Losing the weight this time around has definitely been harder. This last pregnancy screwed up the way my body works when it comes to weight loss and I had to tweak some things...but I've learned I really can do hard things. And those hard things have been completely worth it. I just feel...good. Really good. And I'm excited to inch closer to seeing a "1" at the front of my weight for the first time since 1998. It's gonna happen this time people. Nothing's gonna stop me.

Monday, September 4, 2017

Pep Talk...

One of the mini-challenges I gave my group this week was to write themselves a pep talk and share it with their teammates. So here's mine...

Jill...you have come such a long way, it's almost impossible to see the starting line.

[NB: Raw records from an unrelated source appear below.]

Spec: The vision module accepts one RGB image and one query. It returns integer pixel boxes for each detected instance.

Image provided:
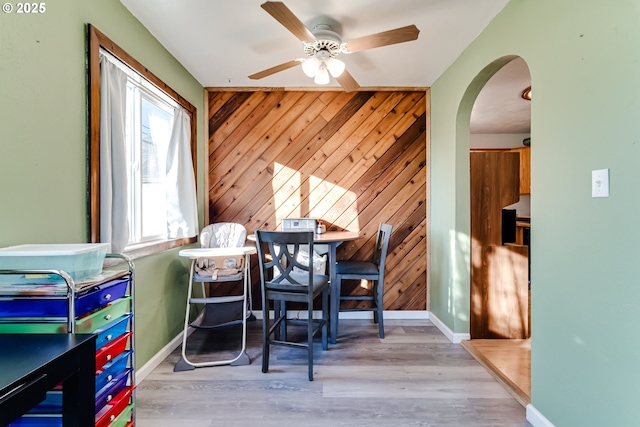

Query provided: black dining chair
[254,230,330,381]
[335,223,393,339]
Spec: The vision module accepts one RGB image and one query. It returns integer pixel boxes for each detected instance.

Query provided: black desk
[0,334,96,426]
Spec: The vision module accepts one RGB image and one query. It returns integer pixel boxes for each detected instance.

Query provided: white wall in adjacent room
[470,133,530,149]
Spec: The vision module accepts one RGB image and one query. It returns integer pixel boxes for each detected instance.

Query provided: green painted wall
[4,0,640,424]
[0,1,204,369]
[430,1,640,425]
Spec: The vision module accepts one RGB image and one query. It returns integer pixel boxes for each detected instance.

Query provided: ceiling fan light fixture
[252,2,418,91]
[326,57,345,78]
[302,57,321,78]
[314,64,330,85]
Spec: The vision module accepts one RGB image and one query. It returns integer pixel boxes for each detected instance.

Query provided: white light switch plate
[592,169,610,198]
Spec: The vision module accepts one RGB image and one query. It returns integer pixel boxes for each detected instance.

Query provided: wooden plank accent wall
[206,90,428,311]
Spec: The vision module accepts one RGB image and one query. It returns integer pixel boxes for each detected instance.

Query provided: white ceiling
[471,57,531,134]
[119,0,529,134]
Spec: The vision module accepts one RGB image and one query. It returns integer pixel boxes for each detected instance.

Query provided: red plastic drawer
[95,332,131,369]
[95,386,134,427]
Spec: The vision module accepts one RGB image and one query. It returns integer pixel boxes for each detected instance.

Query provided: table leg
[328,242,339,344]
[62,336,95,426]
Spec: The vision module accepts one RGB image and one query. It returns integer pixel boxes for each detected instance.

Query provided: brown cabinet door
[470,151,529,339]
[512,147,530,194]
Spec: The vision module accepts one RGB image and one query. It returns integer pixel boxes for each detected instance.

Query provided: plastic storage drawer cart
[0,248,135,427]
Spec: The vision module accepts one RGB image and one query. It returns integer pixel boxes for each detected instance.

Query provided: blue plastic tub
[0,244,110,282]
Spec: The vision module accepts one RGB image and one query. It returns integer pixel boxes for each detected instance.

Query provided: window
[88,25,198,258]
[128,72,175,245]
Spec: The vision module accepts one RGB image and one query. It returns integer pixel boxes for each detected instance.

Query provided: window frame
[88,24,197,259]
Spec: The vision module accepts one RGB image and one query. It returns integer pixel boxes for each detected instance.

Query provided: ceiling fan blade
[336,69,360,92]
[261,1,316,43]
[343,25,420,53]
[248,59,303,80]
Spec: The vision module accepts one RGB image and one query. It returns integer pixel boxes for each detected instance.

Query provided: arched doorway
[457,55,532,405]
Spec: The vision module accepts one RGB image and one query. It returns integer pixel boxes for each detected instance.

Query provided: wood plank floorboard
[461,339,531,407]
[136,319,532,427]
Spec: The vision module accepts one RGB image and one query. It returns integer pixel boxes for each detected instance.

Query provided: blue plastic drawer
[8,414,61,427]
[0,298,70,319]
[96,350,132,392]
[0,278,128,319]
[95,368,131,414]
[29,391,61,414]
[75,278,129,316]
[94,314,131,350]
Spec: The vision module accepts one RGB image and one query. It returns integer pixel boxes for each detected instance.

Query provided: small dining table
[249,230,361,344]
[313,231,361,343]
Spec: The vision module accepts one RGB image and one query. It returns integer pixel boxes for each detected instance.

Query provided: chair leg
[307,298,314,381]
[376,281,384,339]
[372,280,379,324]
[322,288,328,351]
[261,296,269,374]
[331,274,342,342]
[278,300,287,341]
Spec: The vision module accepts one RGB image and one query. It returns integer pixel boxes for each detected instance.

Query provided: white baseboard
[526,404,555,427]
[136,312,204,384]
[250,310,429,320]
[352,310,430,320]
[136,331,184,384]
[428,311,470,344]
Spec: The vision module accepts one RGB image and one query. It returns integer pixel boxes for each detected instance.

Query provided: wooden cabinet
[511,146,530,194]
[470,151,526,339]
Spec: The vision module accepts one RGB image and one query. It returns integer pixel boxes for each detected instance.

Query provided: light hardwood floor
[136,319,531,426]
[461,339,531,407]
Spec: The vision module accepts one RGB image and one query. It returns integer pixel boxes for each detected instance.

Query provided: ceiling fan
[248,1,420,92]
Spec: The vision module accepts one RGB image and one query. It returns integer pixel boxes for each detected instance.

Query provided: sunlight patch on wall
[484,245,528,337]
[274,163,359,231]
[333,191,360,231]
[451,229,471,322]
[309,174,333,217]
[272,163,301,223]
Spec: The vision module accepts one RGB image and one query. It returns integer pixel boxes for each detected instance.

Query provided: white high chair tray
[179,246,256,259]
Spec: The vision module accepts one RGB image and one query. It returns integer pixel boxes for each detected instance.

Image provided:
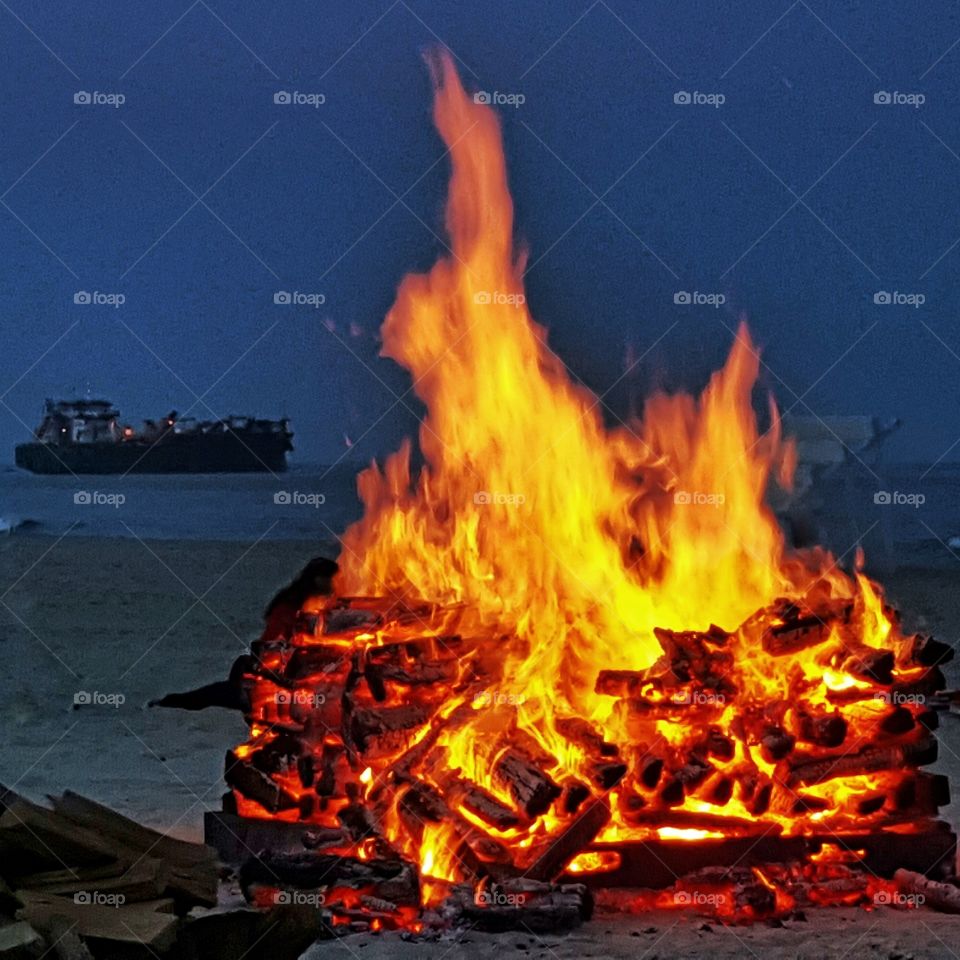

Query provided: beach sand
[2,534,960,957]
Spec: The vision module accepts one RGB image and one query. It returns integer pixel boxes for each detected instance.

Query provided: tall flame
[339,51,801,725]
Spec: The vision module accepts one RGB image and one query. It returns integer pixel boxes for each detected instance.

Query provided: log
[16,891,179,954]
[841,643,895,685]
[555,718,618,757]
[595,670,647,698]
[784,738,937,788]
[15,858,168,904]
[492,749,561,818]
[522,798,610,882]
[224,750,299,814]
[905,635,954,668]
[174,904,326,960]
[442,777,524,831]
[48,791,219,908]
[0,921,46,959]
[894,868,960,913]
[347,704,430,757]
[797,709,847,748]
[239,851,406,892]
[284,646,351,681]
[449,880,592,932]
[760,727,796,762]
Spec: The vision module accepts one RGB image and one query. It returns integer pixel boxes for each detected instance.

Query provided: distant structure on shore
[15,399,292,474]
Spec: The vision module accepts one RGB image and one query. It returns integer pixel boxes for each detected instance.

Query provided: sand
[2,534,960,957]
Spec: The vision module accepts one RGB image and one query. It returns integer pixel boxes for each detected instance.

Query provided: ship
[15,399,293,474]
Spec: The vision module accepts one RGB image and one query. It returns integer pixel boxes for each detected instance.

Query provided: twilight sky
[1,0,959,465]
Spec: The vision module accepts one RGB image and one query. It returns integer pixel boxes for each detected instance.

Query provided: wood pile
[0,786,322,959]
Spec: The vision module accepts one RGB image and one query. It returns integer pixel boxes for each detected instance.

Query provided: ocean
[0,461,958,571]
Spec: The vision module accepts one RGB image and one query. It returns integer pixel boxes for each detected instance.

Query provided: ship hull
[15,434,290,474]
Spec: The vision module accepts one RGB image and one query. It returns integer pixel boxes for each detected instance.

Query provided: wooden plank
[16,891,179,953]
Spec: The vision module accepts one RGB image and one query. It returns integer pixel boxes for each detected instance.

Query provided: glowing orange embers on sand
[229,51,950,924]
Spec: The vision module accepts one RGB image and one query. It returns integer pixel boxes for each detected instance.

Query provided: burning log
[796,708,847,748]
[760,727,796,762]
[595,670,647,698]
[347,703,431,757]
[756,597,851,654]
[560,778,591,814]
[784,738,937,789]
[894,868,960,913]
[840,643,895,685]
[440,775,525,831]
[492,749,561,818]
[240,850,417,902]
[555,717,618,757]
[521,798,610,881]
[653,627,733,689]
[224,749,299,813]
[446,879,593,931]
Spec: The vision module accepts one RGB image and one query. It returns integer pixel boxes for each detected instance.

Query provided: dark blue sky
[2,0,959,465]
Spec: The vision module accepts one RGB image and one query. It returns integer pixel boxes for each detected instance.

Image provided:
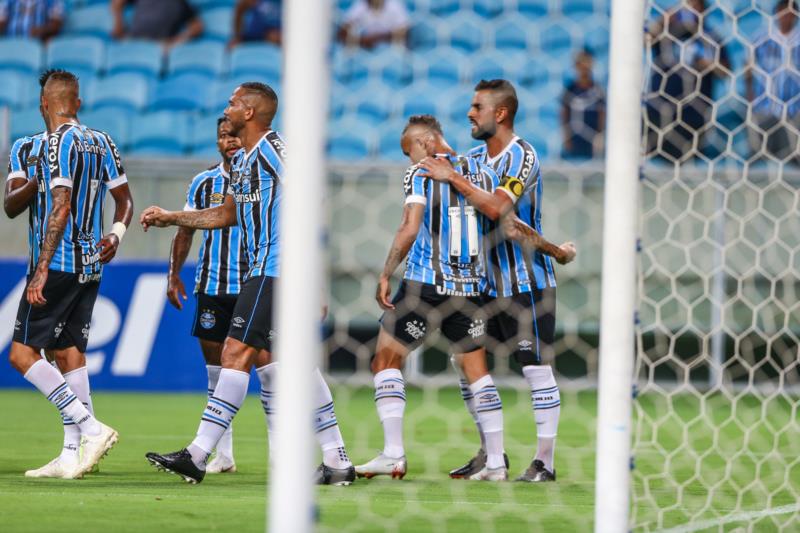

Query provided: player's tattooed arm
[501,215,577,265]
[27,186,71,306]
[140,196,237,231]
[166,226,195,310]
[98,183,134,264]
[4,176,39,218]
[377,203,424,310]
[417,156,513,221]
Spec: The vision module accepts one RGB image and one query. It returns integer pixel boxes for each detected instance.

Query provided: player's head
[217,116,242,163]
[776,0,797,31]
[401,114,444,163]
[224,82,278,134]
[39,69,80,128]
[468,79,518,140]
[575,48,594,78]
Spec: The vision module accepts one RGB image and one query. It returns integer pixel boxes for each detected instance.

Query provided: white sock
[256,363,278,455]
[374,368,406,459]
[523,365,560,472]
[190,368,249,468]
[59,414,81,465]
[469,375,505,469]
[313,369,351,469]
[25,359,100,437]
[207,365,234,459]
[62,366,94,464]
[451,355,486,450]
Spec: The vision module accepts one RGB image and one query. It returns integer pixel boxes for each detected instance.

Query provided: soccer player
[421,79,576,482]
[166,117,246,474]
[4,69,133,478]
[139,82,355,485]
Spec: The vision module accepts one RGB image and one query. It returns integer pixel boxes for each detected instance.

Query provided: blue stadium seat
[0,38,43,74]
[469,50,526,84]
[200,7,234,42]
[105,40,163,78]
[408,19,439,51]
[492,16,532,51]
[376,119,408,161]
[583,16,610,54]
[519,58,554,88]
[46,36,106,76]
[349,81,393,125]
[86,73,151,112]
[167,41,226,78]
[327,118,371,160]
[444,13,487,53]
[64,5,113,38]
[398,83,445,118]
[428,0,460,17]
[206,74,281,112]
[736,9,767,42]
[368,46,412,88]
[79,109,131,148]
[10,107,44,139]
[229,43,281,78]
[332,48,371,87]
[190,113,222,155]
[560,0,597,20]
[517,0,551,19]
[129,111,192,155]
[151,73,213,111]
[473,0,504,19]
[536,19,574,53]
[412,47,468,87]
[442,86,475,124]
[0,72,26,108]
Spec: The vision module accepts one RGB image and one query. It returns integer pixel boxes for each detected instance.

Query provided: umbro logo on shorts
[518,339,534,351]
[231,316,245,328]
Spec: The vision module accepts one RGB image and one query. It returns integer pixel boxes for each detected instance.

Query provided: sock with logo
[62,366,94,464]
[469,374,505,469]
[313,368,352,469]
[207,364,234,459]
[373,368,406,459]
[256,362,278,455]
[451,355,486,450]
[523,365,560,472]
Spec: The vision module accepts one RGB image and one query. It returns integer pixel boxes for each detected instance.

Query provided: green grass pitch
[0,387,796,532]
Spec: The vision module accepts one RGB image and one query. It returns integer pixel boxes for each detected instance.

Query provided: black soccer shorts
[226,275,275,351]
[380,280,487,354]
[485,287,556,366]
[192,292,239,343]
[13,269,100,353]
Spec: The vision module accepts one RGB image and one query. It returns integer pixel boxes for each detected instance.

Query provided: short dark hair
[776,0,795,12]
[217,116,228,128]
[39,68,79,91]
[474,79,518,121]
[239,81,278,106]
[402,114,443,136]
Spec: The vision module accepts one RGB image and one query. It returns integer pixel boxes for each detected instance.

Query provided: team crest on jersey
[200,310,216,329]
[209,193,225,205]
[405,319,426,340]
[26,155,39,165]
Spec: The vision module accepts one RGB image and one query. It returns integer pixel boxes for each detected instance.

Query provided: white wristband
[110,222,127,242]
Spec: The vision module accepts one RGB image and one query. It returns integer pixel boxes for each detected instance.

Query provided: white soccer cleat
[78,422,119,476]
[469,466,508,481]
[354,453,407,479]
[206,454,237,474]
[25,457,83,479]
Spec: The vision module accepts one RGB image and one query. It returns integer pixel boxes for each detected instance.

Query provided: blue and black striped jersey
[0,0,64,38]
[468,136,556,297]
[403,154,498,296]
[228,130,285,279]
[7,132,49,275]
[46,121,127,276]
[184,163,247,296]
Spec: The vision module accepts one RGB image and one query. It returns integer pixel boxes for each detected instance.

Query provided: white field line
[660,503,800,533]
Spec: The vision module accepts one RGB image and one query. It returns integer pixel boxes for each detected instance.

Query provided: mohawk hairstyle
[39,68,79,90]
[474,79,519,121]
[402,114,443,136]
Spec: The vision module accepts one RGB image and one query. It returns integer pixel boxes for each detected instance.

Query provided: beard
[471,122,496,140]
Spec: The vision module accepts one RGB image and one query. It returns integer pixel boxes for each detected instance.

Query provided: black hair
[402,114,443,136]
[39,68,78,92]
[239,81,278,106]
[474,79,518,121]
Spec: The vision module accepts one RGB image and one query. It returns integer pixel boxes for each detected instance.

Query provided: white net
[634,0,800,530]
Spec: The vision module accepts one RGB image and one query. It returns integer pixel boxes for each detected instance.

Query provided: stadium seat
[86,73,151,112]
[129,111,192,155]
[492,16,532,51]
[376,119,409,161]
[0,72,26,108]
[408,19,440,51]
[0,38,43,74]
[64,4,113,38]
[151,73,213,111]
[444,12,487,53]
[10,107,44,139]
[519,58,554,88]
[200,7,234,42]
[349,81,394,126]
[442,86,475,124]
[79,109,131,148]
[327,118,371,160]
[167,41,226,78]
[398,83,446,118]
[46,36,106,76]
[473,0,504,19]
[105,40,163,78]
[368,45,412,88]
[516,0,551,19]
[736,9,767,42]
[412,47,468,87]
[560,0,597,20]
[469,50,526,84]
[206,74,271,113]
[190,113,222,155]
[583,16,611,54]
[332,48,371,87]
[536,19,575,54]
[229,43,281,79]
[428,0,460,17]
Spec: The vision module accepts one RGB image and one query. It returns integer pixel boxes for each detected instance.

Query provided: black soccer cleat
[515,459,556,483]
[449,448,509,479]
[145,449,205,484]
[314,463,356,486]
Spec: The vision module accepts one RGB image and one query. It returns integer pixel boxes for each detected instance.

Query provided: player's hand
[98,233,120,264]
[167,275,188,310]
[417,156,456,183]
[27,267,48,307]
[376,275,394,310]
[140,206,173,232]
[557,242,577,265]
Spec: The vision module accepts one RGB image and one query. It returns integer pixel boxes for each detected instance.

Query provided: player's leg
[48,346,94,473]
[515,288,560,483]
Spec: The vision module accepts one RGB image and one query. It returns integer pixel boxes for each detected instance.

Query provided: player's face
[224,87,248,134]
[217,122,242,161]
[468,91,498,141]
[400,133,429,164]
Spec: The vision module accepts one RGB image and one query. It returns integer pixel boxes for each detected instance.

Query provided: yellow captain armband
[499,176,524,199]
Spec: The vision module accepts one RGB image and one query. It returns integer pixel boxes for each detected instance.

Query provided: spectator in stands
[111,0,203,51]
[229,0,281,48]
[644,0,730,161]
[561,48,605,159]
[338,0,409,49]
[0,0,64,41]
[745,0,800,163]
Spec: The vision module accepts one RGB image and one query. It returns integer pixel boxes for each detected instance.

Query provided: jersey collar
[217,162,229,178]
[244,130,272,160]
[486,135,520,165]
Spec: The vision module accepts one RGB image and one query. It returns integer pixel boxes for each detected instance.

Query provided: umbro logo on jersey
[405,320,426,340]
[209,193,224,204]
[518,339,534,351]
[232,316,245,328]
[26,155,39,165]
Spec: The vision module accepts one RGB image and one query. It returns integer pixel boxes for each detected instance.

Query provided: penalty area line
[660,503,800,533]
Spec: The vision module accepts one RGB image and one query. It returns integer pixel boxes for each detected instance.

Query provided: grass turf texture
[0,387,797,532]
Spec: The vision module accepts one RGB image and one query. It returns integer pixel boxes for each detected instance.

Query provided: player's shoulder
[402,162,425,191]
[10,134,35,152]
[191,164,221,186]
[466,144,487,158]
[261,129,287,161]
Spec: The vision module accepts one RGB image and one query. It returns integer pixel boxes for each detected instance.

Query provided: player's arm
[167,227,194,311]
[140,195,237,231]
[97,183,133,264]
[501,215,576,265]
[376,203,424,310]
[4,176,38,218]
[418,156,513,221]
[27,185,70,307]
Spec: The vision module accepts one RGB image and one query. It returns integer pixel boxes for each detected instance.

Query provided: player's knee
[220,337,256,371]
[8,342,39,373]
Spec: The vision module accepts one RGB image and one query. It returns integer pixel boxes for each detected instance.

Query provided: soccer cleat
[469,465,509,481]
[314,463,356,486]
[354,453,407,479]
[515,459,556,482]
[206,454,237,474]
[25,457,83,479]
[78,422,118,476]
[449,448,510,479]
[145,449,206,484]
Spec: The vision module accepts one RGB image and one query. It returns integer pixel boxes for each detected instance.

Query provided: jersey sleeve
[7,137,29,181]
[47,127,75,189]
[102,132,128,189]
[497,143,539,204]
[402,165,426,205]
[184,172,209,211]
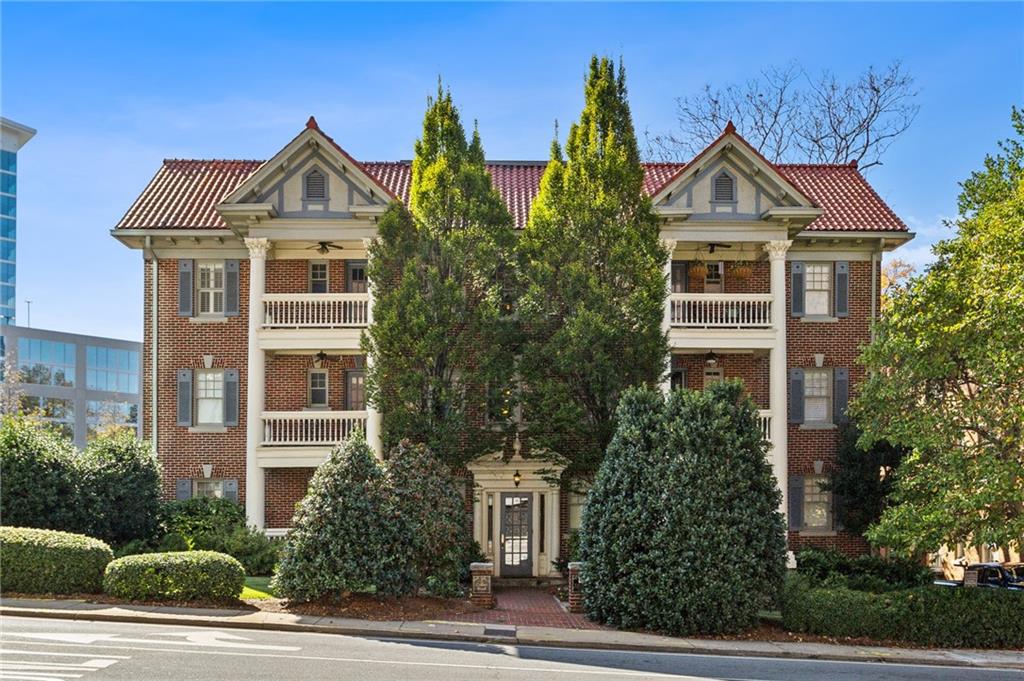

I know your motivation rises and falls like the worlds craziest roller-coaster, but you always bounce back from the lows. Always. When the tough days come, lean on the amazing friends and family you have that have always been there to support you. You wouldn't be where you are without them!

You can do hard things. You've changed your diet, your exercise habits, your way of thinking, your level of self-confidence and respect, your habits...your entire life. You are a completely new person and a constant work in progress. So even though sometimes you might feel like you're tired and fed up and like it's just not worth the effort any more...don't give up. Those feelings always pass. Always. Push through them, and let others help. You don't have to do it by yourself.

You are almost back to 100lbs lost! Don't let that become a mental road block for you. You've lost almost 50 lbs since March and know how to reach your goal of breaking into the 100's by New Years if you just keep on doing what you're doing. Keep fueling your body with healthy things. Keep exercising and pushing yourself a little harder each time. Keep sharing your struggles and your successes with others and keep right on improving. You've got this and I'm proud of you.